BANGKA BELITUNG, metro7.co.id – Kematian penambang selam bernama Baron (44) saat sedang menambang timah di Perairan Matras, Kabupaten Bangka, Kamis (21/7).

Tampaknya ditanggapi dingin oleh Kelompok Kerja (Pokja) Kelurahan Sinar Jaya Jelutung-Matras, sebagai pihak penerima dana kompensasi dari program Sisa Hasil Penambangan (SHP) bijih timah yang beroperasi di perairan setempat.

Diketahui, Baron sendiri merupakan salah satu penambang yang tercatat dalam program SHP yang dikuasai oleh CV ABP.

Hal tersebut dikonfirmasi oleh Kabid Humas Polda Bangka Belitung, Kombes Pol A Maladi, dalam keterangan yang dirilis Jumat (22/7).

“Korban yang merupakan pekerja penyelam TI (Tambang Inkonvensional-pen) selam ponton milik seseorang berinisial AN (Baron), terdaftar di dalam papan laporan hasil harian CV ABP Pokja Sinar Jaya Jelutung-Matras,” ungkap Maladi.

Pihak Polda, lanjut Maladi, telah menyatakan kalau tragedi tersebut terjadi lantaran adanya kelalaian yang melanggar peraturan tentang Keselamatan dan Kesehatan Kerja (K3).

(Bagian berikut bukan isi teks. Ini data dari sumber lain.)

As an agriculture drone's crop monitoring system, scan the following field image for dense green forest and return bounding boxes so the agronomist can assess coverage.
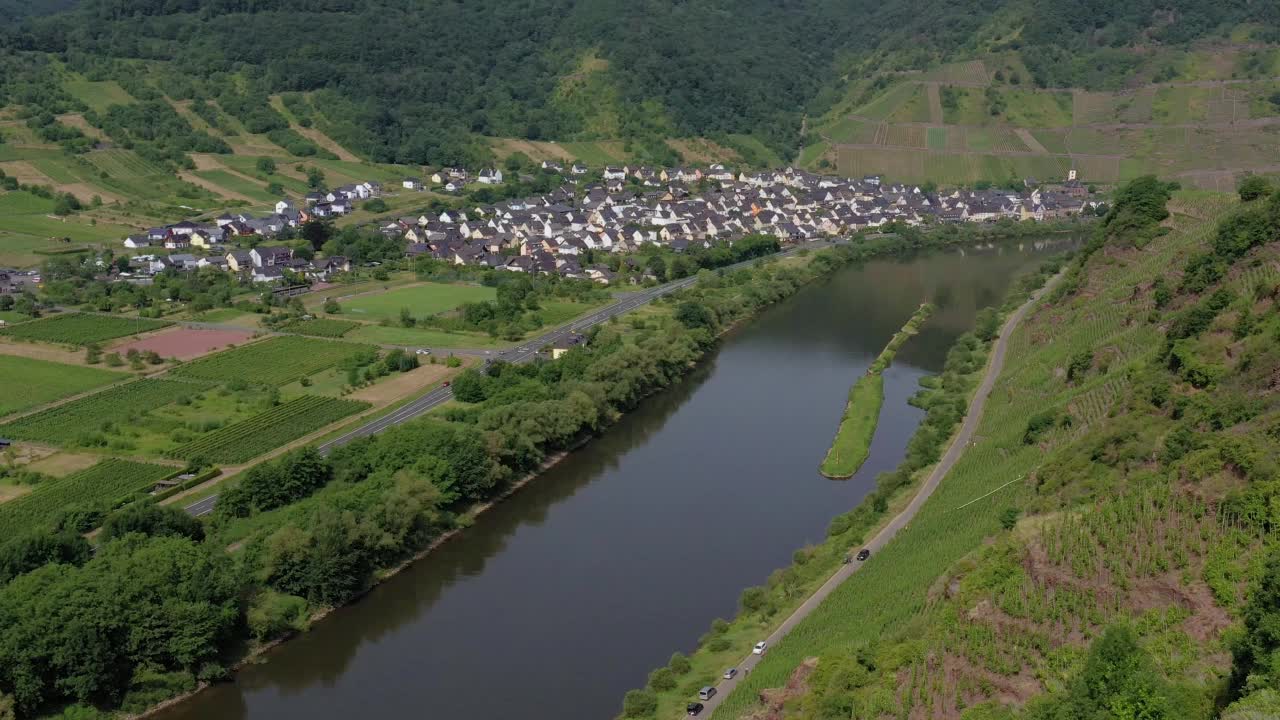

Terjadinya tragedi naas itu pun turut menyita perhatian publik, perihal tanggung jawab moril dari pihak-pihak yang telah mencicipi legitnya uang hasil SHP, yakni panitia Pokja Sinar Jaya Jelutung-Matras maupun CV ABP.

Ketua Karang Taruna Kelurahan Sinar Jaya Jelutung, Rizki, yang disinyalir terlibat dalam Pokja SHP saat dihubungi guna menanyakan pertanggungjawaban moril dari pihak panitia atas insiden tersebut, meminta redaksi untuk menghubungi ketua pokja bersangkutan.

“Langsung konfirmasi ke ketuanya, pak,” kelit Rizky, Jumat (22/7).

Senada dengan Rizky, pemuda Lingkungan Ake Reza, yang juga disinyalir terlibat dalam pokja pun mengarahkan ke orang yang sama, yaitu Rudi, sebagai Ketua Pokja SHP tersebut.

“Yang lebih akurat untuk memberi informasi itu lebih baik langsung ke ketua panitia, pak, bang Rudi. Karena kita kan ada ketua panitia yang lebih berkapasitas,” ucap Reza.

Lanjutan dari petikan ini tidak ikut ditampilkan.